Many seaweeds or sea vegetables are generally very rich in calcium and in perfect balance with other important minerals. Look for easy-to-use Nori seaweed sheets for delicious vegetable wraps or rolls. Alternatively, dried seaweeds such as arame or kombu strips are perfect for soups, salads and stir-fries.
To increase the overall mineral content of the diet, eat natural wholegrains such as wholegrain rice, quinoa, buckwheat, and barley, plenty of dark green leafy greens, lettuces & other vegetables, small handfuls of seeds (especially pumpkin seeds, shelled hempseeds, sesame or sunflower seeds) or nuts such as almonds as snacks mid-morning or afternoon.
How to improve absorption of calcium on a plant-based diet
Plant-based diets are, by nature, high in fibre. Many high-fibre wholegrains and raw greens contain mineral blockers or anti-nutrients (e.g. phytic acid), which bind to minerals such as calcium, zinc and iron. However, this need not be a problem for plant-based or vegan eaters, if staple foods are prepared properly. we suggest getting into the habit of soaking wholegrains such as oats, quinoa, barley, and rice overnight, or for a couple of hours before use.
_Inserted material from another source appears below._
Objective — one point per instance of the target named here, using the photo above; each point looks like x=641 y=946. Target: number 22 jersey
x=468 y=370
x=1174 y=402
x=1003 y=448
In addition, it’s wise to soak nuts in some warm salty water before peeling them, and then consuming them. Legumes definitely need sufficient soaking before cooking – or better still sprout them! Sprouting is easy. Some of our favourite “sprouts” include lentil and fenugreek sprouts – both easy to sprout and very tasty indeed.
The benefits of sprouting are numerous. Sprouting changes foods to become more digestible, more alkaline in nature (a big bonus), and vastly increases the nutrient and food enzyme content – they are superbly nutritious to the human body!
Here’s a quick low-down on how to add more calcium to your diet
- Have a large salad every day that includes nutritious foods such as leafy greens, broccoli, pak choi, kale, seeds or nuts, seaweeds and sea vegetables or, lentils.
- Add beans or legumes to soups, stews, broths or stir-fries.
- Top your salads with raw sprouts, sunflower seeds or seaweed strips
- Spread almond butter, Tahini or hummus on organic rice cakes or oatcakes
adapted from Article: naturalbalancefoods
Information does not replace the advice of your physician or other health care provider. Before undertaking any course of treatment, the reader must seek the advice of their physician or other health care provider.